In mathematics, a Hardy field is a field consisting of germs of real-valued functions at infinity that are closed under differentiation. They are named after the English mathematician G. H. Hardy.

==Definition==

Initially at least, Hardy fields were defined in terms of germs of real functions at infinity. Specifically we consider a collection H of functions that are defined for all large real numbers, that is functions f that map (u,∞) to the real numbers R, for some real number u depending on f. Here and in the rest of the article we say a function has a property "eventually" if it has the property for all sufficiently large x, so for example we say a function f in H is eventually zero if there is some real number U such that f(x) = 0 for all x ≥ U. We can form an equivalence relation on H by saying f is equivalent to g if and only if f − g is eventually zero. The equivalence classes of this relation are called germs at infinity.

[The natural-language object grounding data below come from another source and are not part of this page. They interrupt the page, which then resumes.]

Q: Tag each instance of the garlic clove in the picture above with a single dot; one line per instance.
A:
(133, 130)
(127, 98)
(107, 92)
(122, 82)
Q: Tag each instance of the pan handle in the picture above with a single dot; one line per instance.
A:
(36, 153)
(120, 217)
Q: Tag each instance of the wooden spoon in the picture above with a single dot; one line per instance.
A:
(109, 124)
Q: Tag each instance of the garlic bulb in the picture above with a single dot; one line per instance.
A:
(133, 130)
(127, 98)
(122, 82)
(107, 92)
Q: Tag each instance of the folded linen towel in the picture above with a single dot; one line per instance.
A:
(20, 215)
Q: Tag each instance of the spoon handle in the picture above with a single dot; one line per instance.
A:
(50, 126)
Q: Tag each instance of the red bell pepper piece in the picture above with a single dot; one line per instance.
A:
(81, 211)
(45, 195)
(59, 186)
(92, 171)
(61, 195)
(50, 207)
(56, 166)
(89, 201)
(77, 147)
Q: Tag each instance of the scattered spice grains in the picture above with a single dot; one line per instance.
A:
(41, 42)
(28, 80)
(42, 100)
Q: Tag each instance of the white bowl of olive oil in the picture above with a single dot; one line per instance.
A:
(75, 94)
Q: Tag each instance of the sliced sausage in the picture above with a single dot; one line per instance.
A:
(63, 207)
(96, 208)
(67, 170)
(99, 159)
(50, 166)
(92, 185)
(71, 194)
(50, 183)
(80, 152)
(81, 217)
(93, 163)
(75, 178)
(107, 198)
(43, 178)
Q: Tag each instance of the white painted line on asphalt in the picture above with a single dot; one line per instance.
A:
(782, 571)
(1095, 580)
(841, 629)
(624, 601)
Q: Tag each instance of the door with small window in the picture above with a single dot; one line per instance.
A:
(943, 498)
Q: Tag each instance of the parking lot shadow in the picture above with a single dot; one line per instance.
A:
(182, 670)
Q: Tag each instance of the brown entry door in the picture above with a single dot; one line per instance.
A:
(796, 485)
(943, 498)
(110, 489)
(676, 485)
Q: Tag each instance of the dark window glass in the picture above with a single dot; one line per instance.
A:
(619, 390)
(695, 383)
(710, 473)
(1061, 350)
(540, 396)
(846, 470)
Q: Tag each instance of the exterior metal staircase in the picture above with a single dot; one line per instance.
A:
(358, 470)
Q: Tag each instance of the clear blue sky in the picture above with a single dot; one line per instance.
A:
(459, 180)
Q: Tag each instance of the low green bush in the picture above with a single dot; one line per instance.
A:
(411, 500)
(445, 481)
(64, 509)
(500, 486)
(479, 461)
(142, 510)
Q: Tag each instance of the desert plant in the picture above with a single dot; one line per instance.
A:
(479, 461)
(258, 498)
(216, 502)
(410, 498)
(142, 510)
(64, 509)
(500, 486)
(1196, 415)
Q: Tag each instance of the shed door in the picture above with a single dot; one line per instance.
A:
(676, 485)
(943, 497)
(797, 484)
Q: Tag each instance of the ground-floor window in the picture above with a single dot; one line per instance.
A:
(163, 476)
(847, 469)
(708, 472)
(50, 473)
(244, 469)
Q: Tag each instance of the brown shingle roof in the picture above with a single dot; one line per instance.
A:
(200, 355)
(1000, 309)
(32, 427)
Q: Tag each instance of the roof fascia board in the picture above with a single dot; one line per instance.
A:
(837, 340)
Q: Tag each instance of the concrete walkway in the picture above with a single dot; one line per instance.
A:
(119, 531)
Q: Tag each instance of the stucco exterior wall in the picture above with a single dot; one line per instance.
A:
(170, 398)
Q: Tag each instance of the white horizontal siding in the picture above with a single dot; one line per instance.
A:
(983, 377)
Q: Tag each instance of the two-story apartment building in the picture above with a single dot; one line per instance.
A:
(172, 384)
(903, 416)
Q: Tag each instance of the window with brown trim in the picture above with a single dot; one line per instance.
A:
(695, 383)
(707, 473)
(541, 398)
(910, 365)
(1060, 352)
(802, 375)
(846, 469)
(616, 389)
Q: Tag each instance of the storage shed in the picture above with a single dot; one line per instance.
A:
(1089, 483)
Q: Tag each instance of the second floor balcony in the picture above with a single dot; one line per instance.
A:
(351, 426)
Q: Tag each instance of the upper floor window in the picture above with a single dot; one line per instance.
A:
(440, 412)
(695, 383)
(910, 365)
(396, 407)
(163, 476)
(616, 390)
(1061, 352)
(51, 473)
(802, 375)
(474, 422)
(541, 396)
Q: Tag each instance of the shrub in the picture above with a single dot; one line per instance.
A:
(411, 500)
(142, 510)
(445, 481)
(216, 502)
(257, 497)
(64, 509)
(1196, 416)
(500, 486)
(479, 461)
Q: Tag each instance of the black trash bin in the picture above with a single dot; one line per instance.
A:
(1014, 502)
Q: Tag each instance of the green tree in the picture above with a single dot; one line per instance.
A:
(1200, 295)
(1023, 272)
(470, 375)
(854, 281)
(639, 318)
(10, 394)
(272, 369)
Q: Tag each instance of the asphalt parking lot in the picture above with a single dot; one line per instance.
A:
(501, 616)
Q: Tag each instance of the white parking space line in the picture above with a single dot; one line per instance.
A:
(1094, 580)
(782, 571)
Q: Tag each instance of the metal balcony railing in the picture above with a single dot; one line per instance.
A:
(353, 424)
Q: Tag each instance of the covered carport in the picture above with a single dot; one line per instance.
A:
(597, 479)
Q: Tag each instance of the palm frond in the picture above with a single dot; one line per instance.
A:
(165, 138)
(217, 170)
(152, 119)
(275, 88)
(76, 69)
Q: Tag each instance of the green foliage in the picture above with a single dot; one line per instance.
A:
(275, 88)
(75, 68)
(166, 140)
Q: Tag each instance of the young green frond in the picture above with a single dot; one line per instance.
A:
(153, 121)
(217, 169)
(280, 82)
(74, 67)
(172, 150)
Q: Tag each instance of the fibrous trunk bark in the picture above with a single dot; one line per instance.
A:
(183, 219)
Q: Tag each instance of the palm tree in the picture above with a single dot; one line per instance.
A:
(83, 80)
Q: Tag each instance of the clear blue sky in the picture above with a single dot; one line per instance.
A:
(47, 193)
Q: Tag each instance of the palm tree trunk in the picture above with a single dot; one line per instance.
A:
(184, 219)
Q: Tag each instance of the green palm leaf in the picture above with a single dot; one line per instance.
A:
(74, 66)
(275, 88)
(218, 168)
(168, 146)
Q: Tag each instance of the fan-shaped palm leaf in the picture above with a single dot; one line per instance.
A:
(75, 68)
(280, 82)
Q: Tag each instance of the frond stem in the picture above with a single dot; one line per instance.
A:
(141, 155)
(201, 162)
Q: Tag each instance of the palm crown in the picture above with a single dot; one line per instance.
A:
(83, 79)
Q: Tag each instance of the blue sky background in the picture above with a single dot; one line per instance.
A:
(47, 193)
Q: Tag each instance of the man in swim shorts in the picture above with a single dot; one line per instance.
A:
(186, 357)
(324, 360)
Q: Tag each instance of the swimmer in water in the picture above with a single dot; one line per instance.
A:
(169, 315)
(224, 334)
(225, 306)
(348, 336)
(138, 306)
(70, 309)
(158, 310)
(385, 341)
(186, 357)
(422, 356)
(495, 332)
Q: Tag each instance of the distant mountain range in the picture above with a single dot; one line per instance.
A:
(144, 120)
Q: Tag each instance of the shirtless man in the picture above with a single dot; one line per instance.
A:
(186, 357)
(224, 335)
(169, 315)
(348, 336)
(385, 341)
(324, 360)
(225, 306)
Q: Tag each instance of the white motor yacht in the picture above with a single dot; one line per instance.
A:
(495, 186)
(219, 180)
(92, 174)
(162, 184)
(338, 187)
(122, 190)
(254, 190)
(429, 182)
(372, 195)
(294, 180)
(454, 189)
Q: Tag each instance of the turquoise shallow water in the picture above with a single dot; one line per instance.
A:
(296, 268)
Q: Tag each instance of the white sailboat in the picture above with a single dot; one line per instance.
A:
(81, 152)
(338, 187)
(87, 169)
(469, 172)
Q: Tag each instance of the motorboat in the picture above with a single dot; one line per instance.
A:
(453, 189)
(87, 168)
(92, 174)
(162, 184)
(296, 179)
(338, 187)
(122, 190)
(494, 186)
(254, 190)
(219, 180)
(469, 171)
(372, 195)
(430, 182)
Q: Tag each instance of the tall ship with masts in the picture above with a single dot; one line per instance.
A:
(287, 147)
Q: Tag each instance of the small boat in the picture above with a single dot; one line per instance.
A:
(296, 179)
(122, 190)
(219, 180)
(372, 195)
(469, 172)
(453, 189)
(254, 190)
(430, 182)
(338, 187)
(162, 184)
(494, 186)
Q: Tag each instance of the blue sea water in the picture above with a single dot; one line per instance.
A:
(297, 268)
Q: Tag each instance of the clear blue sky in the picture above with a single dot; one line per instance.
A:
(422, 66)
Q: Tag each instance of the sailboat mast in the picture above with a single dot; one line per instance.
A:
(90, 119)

If H forms a field under the usual addition and multiplication of functions then so will H modulo this equivalence relation under the induced addition and multiplication operations. Moreover, if every function in H is eventually differentiable and the derivative of any function in H is also in H then H modulo the above equivalence relation is called a Hardy field.

Elements of a Hardy field are thus equivalence classes and should be denoted, say, [f]_{∞} to denote the class of functions that are eventually equal to the representative function f. However, in practice the elements are normally just denoted by the representatives themselves, so instead of [f]_{∞} one would just write f.

==Examples==

If F is a subfield of R then we can consider it as a Hardy field by considering the elements of F as constant functions, that is by considering the number α in F as the constant function f_{α} that maps every x in R to α. This is a field since F is, and since the derivative of every function in this field is 0 which must be in F it is a Hardy field.

A less trivial example of a Hardy field is the field of rational functions on R, denoted R(x). This is the set of functions of the form P(x)/Q(x) where P and Q are polynomials with real coefficients. Since the polynomial Q can have only finitely many zeros by the fundamental theorem of algebra, such a rational function will be defined for all sufficiently large x, specifically for all x larger than the largest real root of Q. Adding and multiplying rational functions gives more rational functions, and the quotient rule shows that the derivative of rational function is again a rational function, so R(x) forms a Hardy field.

Another example is the field of functions that can be expressed using the standard arithmetic operations, exponents, and logarithms, and are well-defined on some interval of the form $(x,\infty)$. Such functions are sometimes called Hardy L-functions. Much bigger Hardy fields (that contain Hardy L-functions as a subfield) can be defined using transseries.

==Properties==

Every element of a Hardy field is eventually either strictly positive, strictly negative, or zero. This follows fairly immediately from the facts that the elements in a Hardy field are eventually differentiable and hence continuous and eventually either have a multiplicative inverse or are zero. This means periodic functions such as the sine and cosine functions cannot exist in Hardy fields.

This avoidance of periodic functions also means that every element in a Hardy field has a (possibly infinite) limit at infinity, so if f is an element of H, then
$\lim_{x\rightarrow\infty}f(x)$
exists in R ∪ {−∞,+∞}.

It also means we can place an ordering on H by saying f < g if g − f is eventually strictly positive. This turns H into an ordered field. Note that f < g is not equivalent to the limit of f being less than the limit of g. For example, if we consider the germs of the identity function f(x) = x and the exponential function g(x) = e^{x} then since g(x) − f(x) > 0 for all x we have f < g. But they both tend to infinity. In this sense the ordering tells us how quickly all the unbounded functions diverge to infinity. Even finite limits being equal is not enough: consider f(x) = 1/x and g(x) = 0.

==In model theory==

The modern theory of Hardy fields doesn't restrict to real functions but to those defined in certain structures expanding real closed fields. Indeed, if R is an o-minimal expansion of a field, then the set of unary definable functions in R that are defined for all sufficiently large elements forms a Hardy field denoted H(R). The properties of Hardy fields in the real setting still hold in this more general setting.